Tupelo

tupeloTupelo (American White Wood)

Other Names:
Water Tupelo

Uses:
Tupelo is cut principally as lumber for shipping containers, furniture, Cigar or tobacco boxes, pallets, crates, baskets, and floors and platforms that are subject to heavy wear. . It is also used in railway ties and as pulp.

Availability:                                                                                        4%of the total supply of all kinds in southern States.

Description:
Heartwood is light brownish-gray and merges gradually into the lighter colored sapwood, which is generally several inches wide.

Range:
Tupelo grows principally in the coastal regions of the Southeastern U.S. and along the lower Mississippi Valley. About two-thirds of the production of tupelo lumber is from the Southern states. Slightly more than half of this timber is in North Carolina,  Georgia and Louisiana.

Physical Properties:
The wood has fine, uniform texture and interlocking grain. Tupelo wood is rated as moderately heavy (35lbs./cu.ft.), moderately hard and stiff, and moderately high in shock resistance. It has a long fiber for a hardwood, averaging 2.0 mm in length. Because of interlocked grain, tupelo lumber requires slow process in drying.
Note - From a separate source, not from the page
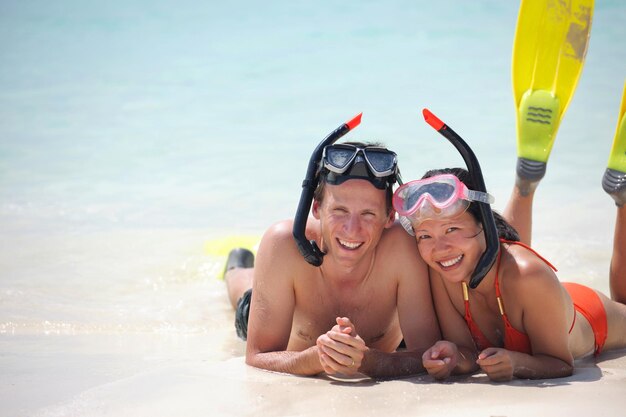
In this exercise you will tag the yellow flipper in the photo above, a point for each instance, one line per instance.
(551, 41)
(617, 158)
(223, 245)
(614, 180)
Specific Gravity: 0.48 (12% M.C.)                                                     Average Weight: 555 KG/CBM (12% M.C.)                                   Modulus of Elasticity: 11308 MPa                                                   Hardness: 3780 N

Working Properties: Machining: 75%                                                                          Nailing: 75%                                                                                  Screwing: 75%                                                                                              Gluing: 50%                                                                                          Finishing: 100%

Solution:
Sapwood is ideal substitute of Hard Maple, Soft Maple. Can be well furnished to Cherry finish so it’s widely used as substitute of Brazil White Wood and color-sorted American Yellow Poplar.